Friday, 15 April 2011 07:33

Greece plans to carry out 76 billion euros in budget measures and asset sales to meet budget deficit goals. Greece will enact 26 billion euros in deficit cuts and 50 billion euros in asset sales through 2015. Hopefully these measures will cut the deficit to near 1 % of GDP by 2015 from a targeted 7.4 % this year.

Greek bond yields have soared to a record after a German official said mid week that Greece may have to renegotiate its debt burden. The extra yield investors demanded widened to 1,043.63 basis points the most since before the euro’s debut in 1999. The yield on the Greek 10-year bond rose 54 basis points to 13.82 percent.

The government will sell stakes in the country’s phone, power, gas and gambling companies and airport to raise funds to trim debt the sales aim to slash debt by 20 percentage points of GDP by 2015.

Greece will cut defense spending by 1.2 billion euros, or 0.5 % of GDP, reduce public-sector wage costs by 2 billion euros, or 0.9 % of GDP, and trim spending on pensions by 2.5 billion euros, or 1.1 % of GDP. Also a crackdown on tax evasion will yield 3.5 billion euros, or 1.5 percent of GDP.

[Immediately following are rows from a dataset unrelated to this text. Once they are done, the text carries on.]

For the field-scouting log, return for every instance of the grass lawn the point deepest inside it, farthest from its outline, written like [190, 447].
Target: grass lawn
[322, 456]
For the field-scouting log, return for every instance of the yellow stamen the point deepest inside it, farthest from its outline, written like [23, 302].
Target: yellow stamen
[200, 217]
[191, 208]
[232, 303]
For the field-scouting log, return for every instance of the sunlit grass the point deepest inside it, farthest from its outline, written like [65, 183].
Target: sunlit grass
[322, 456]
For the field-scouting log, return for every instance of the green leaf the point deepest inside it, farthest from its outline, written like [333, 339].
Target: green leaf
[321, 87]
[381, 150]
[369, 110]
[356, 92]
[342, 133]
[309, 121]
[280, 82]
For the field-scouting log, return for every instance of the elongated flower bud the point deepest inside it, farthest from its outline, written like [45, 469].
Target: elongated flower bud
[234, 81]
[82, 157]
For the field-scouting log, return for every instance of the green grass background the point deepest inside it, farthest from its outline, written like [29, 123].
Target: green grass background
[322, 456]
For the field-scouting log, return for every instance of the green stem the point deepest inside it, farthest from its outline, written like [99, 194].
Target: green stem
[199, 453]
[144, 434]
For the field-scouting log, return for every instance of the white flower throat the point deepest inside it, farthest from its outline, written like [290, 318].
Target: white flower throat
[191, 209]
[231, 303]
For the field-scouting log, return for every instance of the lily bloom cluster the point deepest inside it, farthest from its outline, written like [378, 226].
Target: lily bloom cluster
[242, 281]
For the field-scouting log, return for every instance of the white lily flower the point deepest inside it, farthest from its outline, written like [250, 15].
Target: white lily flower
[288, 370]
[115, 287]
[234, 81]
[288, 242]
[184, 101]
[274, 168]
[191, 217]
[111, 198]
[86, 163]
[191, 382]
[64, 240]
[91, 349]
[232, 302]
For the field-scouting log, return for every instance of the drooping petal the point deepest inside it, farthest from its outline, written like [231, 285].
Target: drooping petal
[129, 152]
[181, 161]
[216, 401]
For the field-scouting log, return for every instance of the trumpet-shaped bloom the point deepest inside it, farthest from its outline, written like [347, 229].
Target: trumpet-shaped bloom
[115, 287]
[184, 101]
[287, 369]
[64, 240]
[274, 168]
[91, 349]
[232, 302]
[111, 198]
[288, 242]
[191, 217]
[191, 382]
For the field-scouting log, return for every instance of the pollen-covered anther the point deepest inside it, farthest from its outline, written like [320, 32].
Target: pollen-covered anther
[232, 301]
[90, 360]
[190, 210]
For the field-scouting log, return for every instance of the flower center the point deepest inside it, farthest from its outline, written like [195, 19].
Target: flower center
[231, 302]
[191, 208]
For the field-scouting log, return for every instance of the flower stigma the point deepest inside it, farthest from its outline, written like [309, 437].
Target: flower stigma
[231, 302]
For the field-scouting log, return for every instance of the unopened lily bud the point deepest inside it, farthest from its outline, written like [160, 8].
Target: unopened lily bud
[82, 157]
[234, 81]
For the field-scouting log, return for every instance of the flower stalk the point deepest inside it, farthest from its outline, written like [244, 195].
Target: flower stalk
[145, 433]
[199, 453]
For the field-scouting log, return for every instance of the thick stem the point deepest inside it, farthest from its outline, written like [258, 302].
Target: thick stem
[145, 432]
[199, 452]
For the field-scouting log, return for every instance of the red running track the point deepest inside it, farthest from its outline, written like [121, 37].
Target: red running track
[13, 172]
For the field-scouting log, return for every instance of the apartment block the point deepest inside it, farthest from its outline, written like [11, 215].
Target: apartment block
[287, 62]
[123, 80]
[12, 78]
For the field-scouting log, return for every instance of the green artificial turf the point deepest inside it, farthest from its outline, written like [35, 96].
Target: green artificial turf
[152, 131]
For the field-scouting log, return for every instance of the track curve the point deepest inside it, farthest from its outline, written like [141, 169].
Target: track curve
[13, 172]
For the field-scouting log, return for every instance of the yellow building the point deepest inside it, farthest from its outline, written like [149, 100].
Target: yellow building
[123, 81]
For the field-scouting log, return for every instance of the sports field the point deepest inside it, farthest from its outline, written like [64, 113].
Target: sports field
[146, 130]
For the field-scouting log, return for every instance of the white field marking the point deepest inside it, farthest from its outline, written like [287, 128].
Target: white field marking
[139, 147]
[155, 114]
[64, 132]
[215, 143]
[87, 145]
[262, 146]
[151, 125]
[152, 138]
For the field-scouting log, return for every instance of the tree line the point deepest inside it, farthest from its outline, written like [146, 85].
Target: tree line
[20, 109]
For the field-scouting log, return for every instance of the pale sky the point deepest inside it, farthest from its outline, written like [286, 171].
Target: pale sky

The measures are aimed at meeting a target, agreed with the EU and the IMF as a condition for the bailout, to cut the deficit to less than 3 percent of GDP by 2014 and a self-imposed goal of reducing it to below 1 percent by 2015. The government still aims for a deficit of 7.4 percent this year even though first quarter revenue missed the target by 1.4 billion euros.

Greece’s Public Debt Service Management Agency will sell 1.25 billion euros of 13-week treasury bills on April 19, they have continued to hold regular T-bill auctions even as it remains frozen out of international bond markets.